Lo scudetto dell’Inter, che ha interrotto i nove successi juventini, è stato accolto favorevolmente, anche perché resta appannaggio di una delle tre squadre dell’aristocrazia calcistica italiana (la terza è il Milan) che hanno conquistato 28 degli ultimi 30 titoli, salvo che nel biennio del grande Giubileo (Lazio e poi Roma). Una nobiltà decaduta, sommersa dai debiti, che si fa fatica anche a definire italiana, essendo la proprietà straniera o di multinazionali non più italiane.

Il dominio delle maglie “strisciate” si è fatto monopolio con l’avvento della pay-tv. La rassicurante narrazione proposta, a beneficio dei clienti più numerosi, ha portato a giustificare come comunque legittimi, per “diritto di blasone”, anche successi che sul campo altri avrebbero meritato. Lo scudetto negato al Napoli di Sarri dei 91 punti è stato il caso più scandaloso, ma la società partenopea, nonostante sia di proprietà italiana (caso unico con la Lazio tra le squadre più importanti) e priva di debiti, non gode di stampa favorevole.

Solo recentemente, in seguito alla “gloriosa” nascita della Superlega europea e alla sua fine nel ridicolo, dopo 24 ore, molti italiani hanno scoperto il debito colossale di Juventus, Milan e Inter che hanno aderito all’iniziativa. Fa rabbia pensare, da cuore azzurro quale sono, che, mentre a queste società è consentito indebitarsi senza controllo, il Napoli nel 2004 fu spedito in serie C per debiti molto minori.

Ma quella azzurra è la squadra di una città a cui è riservata una narrazione “sfavorevole”, aggettivo che si potrebbe esplicitare con un trattato di storia patria.
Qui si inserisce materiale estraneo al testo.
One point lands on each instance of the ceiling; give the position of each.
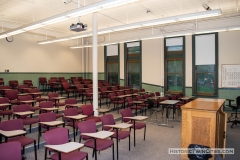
(15, 13)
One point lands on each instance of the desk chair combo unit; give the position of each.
(235, 107)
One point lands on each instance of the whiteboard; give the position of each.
(205, 49)
(112, 50)
(231, 75)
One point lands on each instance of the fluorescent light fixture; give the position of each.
(178, 34)
(234, 28)
(198, 15)
(152, 37)
(64, 16)
(150, 23)
(211, 30)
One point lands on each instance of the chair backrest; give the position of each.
(22, 108)
(42, 80)
(87, 127)
(107, 119)
(120, 93)
(51, 95)
(146, 96)
(10, 125)
(157, 93)
(126, 113)
(71, 101)
(87, 110)
(11, 151)
(56, 136)
(34, 90)
(47, 104)
(47, 117)
(55, 78)
(25, 98)
(150, 103)
(173, 97)
(238, 101)
(11, 94)
(28, 82)
(71, 112)
(65, 85)
(152, 95)
(3, 100)
(13, 83)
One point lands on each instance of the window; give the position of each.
(112, 64)
(205, 64)
(133, 69)
(174, 81)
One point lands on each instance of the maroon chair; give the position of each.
(53, 85)
(26, 120)
(58, 103)
(53, 137)
(67, 88)
(28, 98)
(138, 125)
(109, 120)
(28, 82)
(157, 94)
(3, 109)
(1, 81)
(101, 144)
(37, 97)
(11, 151)
(2, 92)
(71, 112)
(72, 101)
(17, 124)
(48, 104)
(115, 101)
(88, 111)
(43, 83)
(13, 84)
(12, 95)
(45, 117)
(20, 88)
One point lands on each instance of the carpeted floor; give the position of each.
(158, 140)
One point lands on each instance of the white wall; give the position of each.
(25, 55)
(188, 61)
(229, 50)
(152, 61)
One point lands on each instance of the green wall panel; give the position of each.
(20, 76)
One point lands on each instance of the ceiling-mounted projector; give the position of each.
(78, 27)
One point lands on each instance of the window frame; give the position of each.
(174, 55)
(194, 68)
(111, 59)
(130, 57)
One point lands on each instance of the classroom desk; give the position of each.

L’ultima evidenza è stata il differente trattamento mediatico tra i festeggiamenti a Milano post-scudetto, con decine di migliaia di tifosi nerazzurri in piazza Duomo, e quelli successivi alla vittoria del Napoli in Coppa Italia, lo scorso giugno. Allora, per giorni, i media esecrarono le scene sul lungomare di Napoli, con un altissimo rappresentante dell’OMS che arrivò a definire “sciagurati” i tifosi azzurri. Nonostante i festeggiamenti napoletani si fossero verificati con 258 (duecentocinquantotto) casi di positivi al Covid in Campania il 17 giugno, mentre ieri in Lombardia i positivi erano oltre 45 mila, non si sono registrate analoghe prese di posizione. Di più, mentre allora si attribuì il comportamento a uno “specifico napoletano”, stavolta si è puntato sullo “specifico calcistico”. La meravigliosa sintesi della doppia narrazione nell’incredibile titolo del Fatto Quotidiano che accompagnava la foto dei tifosi nerazzurri in piazza Duomo: “Folla di tifosi invade Milano. A Napoli coprifuoco violato”.

Fortunatamente da Milano arrivano anche narrazioni che ci rendono felici, come il messaggio della buonanotte del mio nipotino Francesco: “Forza Napoli! Io tifo Maradona”.